Many of the major end-use markets in the United States - especially those related to exports and commercial investment - have recovered. However, other stocks are still below the peak level in 2007. As the largest consumer of chemical products, China's manufacturing growth slowed in 2012 after growth in mid-2009 to 2011.
The double speed manufacturing industry that emerged in 2011 is still continuing. Oil and gas, light vehicles and aircraft, as well as steel, remain strong.
Light vehicles are an important market for chemical products (nearly $3650 per vehicle) and production continues to increase. Light vehicle sales in the United States are expected to rise in 2013 and 2014, as pent up demand, improved employment (and income) prospects and better credit channels have contributed to growth. Housing, another major consumer group of chemicals (more than $15000 per start), shows very encouraging signs that this may be the main economic news for 2012. In 2013 and 2014, the real estate market will start to be active. Some local markets have been in short supply and prices across the country have begun to rise. Moreover, demographic factors are again becoming drivers. The activity will still be far below the 2005 peak of 2.7 million, but according to demographic and replacement demand, long-term potential demand of 1.5 million vehicles per year will be close by the mid-10 years.
Overall, the volatile recovery in manufacturing has curbed domestic demand for chemicals, while the recession in Europe and weakness in other regions have hampered exports. Overall, inventory in the supply chain is only slightly unbalanced and no significant adjustment is expected unless there is a serious recession.
The weakness in exports to Europe and China has been partially offset by growth in other regions. At the same time, imports fell as industrial demand weakened. In 2012, China's exports increased by 1.8% to $100.2 billion, while imports fell 0.8% to US $189.5 billion. Therefore, the chemical industry in the United States has experienced a moderate trade surplus, which is a welcome reversal compared with the trade deficit in 2011.
This year, the US chemical Commission (ACC) expects that trade in chemical products will continue to grow at a moderate rate as global manufacturing activities remain fragile. Exports will grow by 4.7% to US $1997billion in 2013, and 6.6% in 2014 to $21.8 billion. Imports will increase by 4.1% to $197.3 in 2013 and 6.2% to $2096 billion in 2014. As a result, the chemical trade surplus will expand to $2.4 billion in 2013 and $3.3 billion in 2014（ All the sums in the table, including the 2014 surplus, reflect the value of import and export before rounding.)
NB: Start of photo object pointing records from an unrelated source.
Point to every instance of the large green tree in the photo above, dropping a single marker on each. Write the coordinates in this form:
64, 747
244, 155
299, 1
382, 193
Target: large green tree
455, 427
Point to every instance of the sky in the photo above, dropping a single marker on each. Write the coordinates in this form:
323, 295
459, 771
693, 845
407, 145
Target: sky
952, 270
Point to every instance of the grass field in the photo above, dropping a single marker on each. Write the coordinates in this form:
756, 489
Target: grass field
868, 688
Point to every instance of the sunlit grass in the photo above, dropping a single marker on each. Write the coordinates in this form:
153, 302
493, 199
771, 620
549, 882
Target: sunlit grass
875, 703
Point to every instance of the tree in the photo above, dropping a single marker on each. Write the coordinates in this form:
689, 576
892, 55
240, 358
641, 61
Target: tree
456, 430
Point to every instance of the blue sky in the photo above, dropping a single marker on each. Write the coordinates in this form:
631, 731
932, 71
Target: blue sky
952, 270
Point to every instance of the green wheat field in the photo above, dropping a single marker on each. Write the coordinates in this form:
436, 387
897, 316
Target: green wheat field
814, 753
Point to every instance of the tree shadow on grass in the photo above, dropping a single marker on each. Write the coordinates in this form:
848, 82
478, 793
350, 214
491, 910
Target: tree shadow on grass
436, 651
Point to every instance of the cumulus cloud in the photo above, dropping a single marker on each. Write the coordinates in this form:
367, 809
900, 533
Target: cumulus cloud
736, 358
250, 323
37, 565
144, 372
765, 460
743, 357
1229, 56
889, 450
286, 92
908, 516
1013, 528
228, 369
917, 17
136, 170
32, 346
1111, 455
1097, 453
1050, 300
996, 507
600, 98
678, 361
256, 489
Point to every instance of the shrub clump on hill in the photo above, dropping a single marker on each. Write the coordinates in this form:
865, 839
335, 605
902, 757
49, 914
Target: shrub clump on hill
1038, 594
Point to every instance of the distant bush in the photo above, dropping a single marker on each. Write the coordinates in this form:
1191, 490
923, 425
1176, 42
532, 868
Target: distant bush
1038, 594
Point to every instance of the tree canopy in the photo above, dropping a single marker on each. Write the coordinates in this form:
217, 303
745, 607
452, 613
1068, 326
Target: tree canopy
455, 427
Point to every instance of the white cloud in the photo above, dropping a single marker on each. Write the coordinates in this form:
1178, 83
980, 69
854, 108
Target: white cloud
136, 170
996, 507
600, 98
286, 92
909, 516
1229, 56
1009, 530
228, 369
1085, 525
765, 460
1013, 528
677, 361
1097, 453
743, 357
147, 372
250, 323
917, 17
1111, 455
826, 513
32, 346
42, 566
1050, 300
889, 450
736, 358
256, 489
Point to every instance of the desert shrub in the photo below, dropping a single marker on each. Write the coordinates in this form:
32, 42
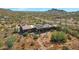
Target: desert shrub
58, 37
10, 41
65, 48
75, 33
35, 36
1, 44
16, 30
25, 34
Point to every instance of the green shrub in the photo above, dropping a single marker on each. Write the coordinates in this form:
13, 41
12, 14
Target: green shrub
65, 48
10, 41
1, 44
25, 34
58, 37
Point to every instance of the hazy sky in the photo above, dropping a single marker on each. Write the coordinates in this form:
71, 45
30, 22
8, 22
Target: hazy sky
43, 9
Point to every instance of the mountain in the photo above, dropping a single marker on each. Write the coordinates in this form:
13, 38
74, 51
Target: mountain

New competitiveness, driven by shale gas (and the resulting disconnection from us gas prices and global oil prices), has driven new investments - more than 50 projects we have announced over the past two years represent total capex of more than $40billion - which will boost exports in the coming years. The large excess of basic chemical products will continue to expand, and the surplus of special products and consumer goods will continue to expand. These gains will exceed the continuing trade deficit in offsetting the drug and agricultural chemicals and lead to an increasing trade surplus.
It is generally believed that the chemical production in the United States will increase in 2013. In 2013, the production of chemicals (excluding drugs) will increase by 1.9%, and in 2014, it will increase by 2.3%. With the recovery of export market, the plastic resin market is expected to grow strongly. The demand for end-use markets, especially light vehicles and housing, will drive the production of special chemical products. Consumer products grew strongly last year, with a slowdown in 2013 and 2014. After a weak 2012, demand for agricultural chemicals will recover. In the long run, the growth rate of the chemical industry in the United States will exceed the growth rate of the overall economy in the United States. The pharmaceutical industry will eventually become a growth area.
While most industries look good year-on-year growth in the coming years, they must take into account the background of the extraordinary sharp decline in 2008 and 2009. Economic activity may take years to recover from these sharp declines and exceed past peaks. Another factor is that these forecasts reflect consensus; The model of mainstream predictors is demand driven to a large extent. Significant investment in shale gas is a supply response and heralds a higher growth outlook, which we will discuss later. As a result, the market's general expectations may be too low.
The industry is sensitive to some risks. In this regard, high and volatile energy costs are the most important, and potential adverse regulatory and other policy initiatives are also the most important. Washington's fiscal spat could curb domestic industrial activity, while the weaker world economy will have a negative impact on exports.